Simplify f(x) = (3x^2-4x+1)/(3x-1). Using complete sentences, explain why f(1) = 0, f(0) = -1, and f(-1) = -2, yet f(1/3) is undefined.

please show how u do it so i can understand

Answer 1

(3x^2-4x+1)/(3x-1).


lets try to factor numerator

(3x 1)(x 1)

to negative will work

(3x-1)(x-1)

Answer 2

(3x-1)(x-1)
--------------
3x-1

simplifies to

(x-1)

Answer 3

To see why
f(1) = 0, f(0) = -1, and f(-1) = -2
just plug in the numbers into the function
i.e.
\[f(x)=\frac{3x^2-4x+1}{3x-1}\]with x=1 becomes\[f(1)=\frac{3(1)^2-4(1)+1}{3(1)-1}=\frac{0}{2}=0\]do the same with x=0 and x=-1 and you will get the expected value for f(x) Now try it for f(1/3):\[f(1/3)=\frac{3(1/3)^2-4(1/3)+1}{3(1/3)-1}=\frac{0}{0}\]which is undefined, because anything divided by 0 is undefined.

Answer 4

The denominator is where to look to find where a function is undefined.

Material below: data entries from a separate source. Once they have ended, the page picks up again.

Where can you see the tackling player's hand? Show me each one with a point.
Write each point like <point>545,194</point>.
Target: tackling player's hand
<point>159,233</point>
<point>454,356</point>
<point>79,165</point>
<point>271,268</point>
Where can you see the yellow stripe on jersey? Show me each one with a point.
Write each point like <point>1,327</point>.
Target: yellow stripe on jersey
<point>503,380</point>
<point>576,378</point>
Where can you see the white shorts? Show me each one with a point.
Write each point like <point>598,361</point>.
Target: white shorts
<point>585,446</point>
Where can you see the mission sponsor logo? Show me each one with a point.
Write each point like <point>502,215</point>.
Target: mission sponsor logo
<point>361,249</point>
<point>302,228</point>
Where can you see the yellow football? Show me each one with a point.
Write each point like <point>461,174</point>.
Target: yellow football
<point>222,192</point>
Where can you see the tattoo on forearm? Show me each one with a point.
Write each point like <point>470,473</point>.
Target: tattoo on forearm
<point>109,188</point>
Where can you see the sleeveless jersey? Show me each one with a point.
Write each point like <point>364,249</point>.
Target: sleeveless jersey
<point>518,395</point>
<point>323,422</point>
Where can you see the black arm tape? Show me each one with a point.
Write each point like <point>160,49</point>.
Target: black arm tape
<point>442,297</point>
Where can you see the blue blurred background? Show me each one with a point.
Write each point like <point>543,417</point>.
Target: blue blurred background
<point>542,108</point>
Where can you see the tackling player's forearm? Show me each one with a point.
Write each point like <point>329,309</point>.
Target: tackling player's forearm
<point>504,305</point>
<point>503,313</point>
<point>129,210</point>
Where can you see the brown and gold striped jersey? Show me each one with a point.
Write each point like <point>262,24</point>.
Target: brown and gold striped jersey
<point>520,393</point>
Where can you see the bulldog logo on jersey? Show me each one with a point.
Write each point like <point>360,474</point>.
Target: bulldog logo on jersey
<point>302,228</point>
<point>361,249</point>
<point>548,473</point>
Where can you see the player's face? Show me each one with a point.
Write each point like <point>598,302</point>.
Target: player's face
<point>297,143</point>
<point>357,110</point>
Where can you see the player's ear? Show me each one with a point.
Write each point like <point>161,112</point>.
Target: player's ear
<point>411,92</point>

Note that imranmeah's factorization of the function is not valid at the point x=1/3, so even though it can be simplified for practical purposes, you must always consult the original function to see where it may be undefined.

Answer 5

thank you so much. I think I actually understand how to do it now.